L’an prochain sera-t-il celui de la réunification de la Chine continentale avec Taïwan ? De tous les sujets qui alimentent les blogs des géopoliticiens en herbe, celui de cette île riche, hégémonique par ses puces électroniques, convoitée par son géant voisin, est probablement le plus récurrent quand le monde entre dans une nouvelle année. Et plus le temps passe, plus l’Armée populaire de libération (APL) se fait menaçante, plus les raisons de penser que cette fois-ci est “la bonne” s’accumulent.
Alors, quels sont les arguments pour 2026 ? D’abord, le Japon s’est réveillé. La nouvelle première ministre Sanae Takaichi a décidé de montrer les crocs en faisant savoir à Pékin qu’une opération hostile à Taïwan engagerait militairement Tokyo aux côtés de Taipei. Si le Japon se résout à sortir de l’ambiguïté, c’est que l’éventualité d’une invasion prochaine de l’île par le puissant voisin lui paraît plausible.

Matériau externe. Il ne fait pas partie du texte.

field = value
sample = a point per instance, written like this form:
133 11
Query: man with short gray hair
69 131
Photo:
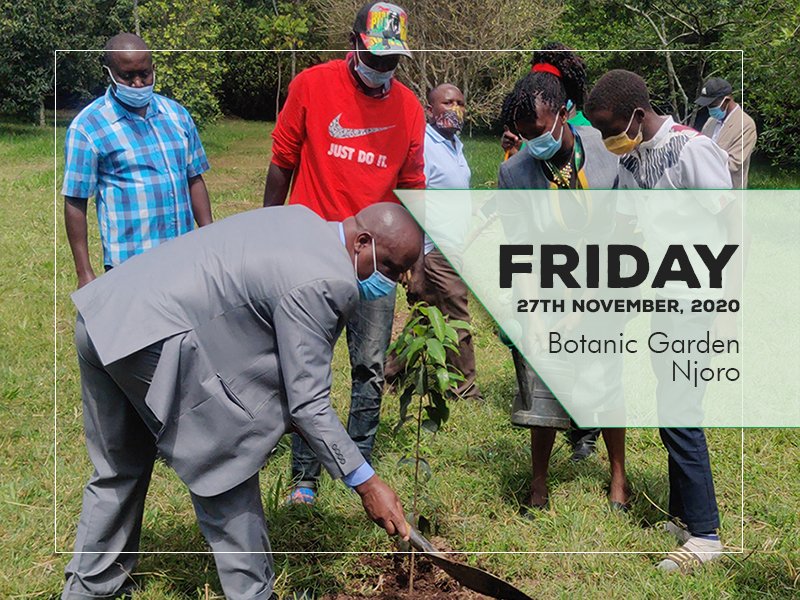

Et pour cause, en plus des violations régulières des espaces aérien et maritime taïwanais, en plus du renforcement de son arsenal, l’APL militarise désormais sa flotte commerciale. Selon un rapport de Washington, elle mène des exercices réguliers de débarquement impliquant des bateaux civils, « peu chers, nombreux et déjà largement utilisés dans la marine marchande en Chine ». Le dernier exercice observé remonte à novembre dernier.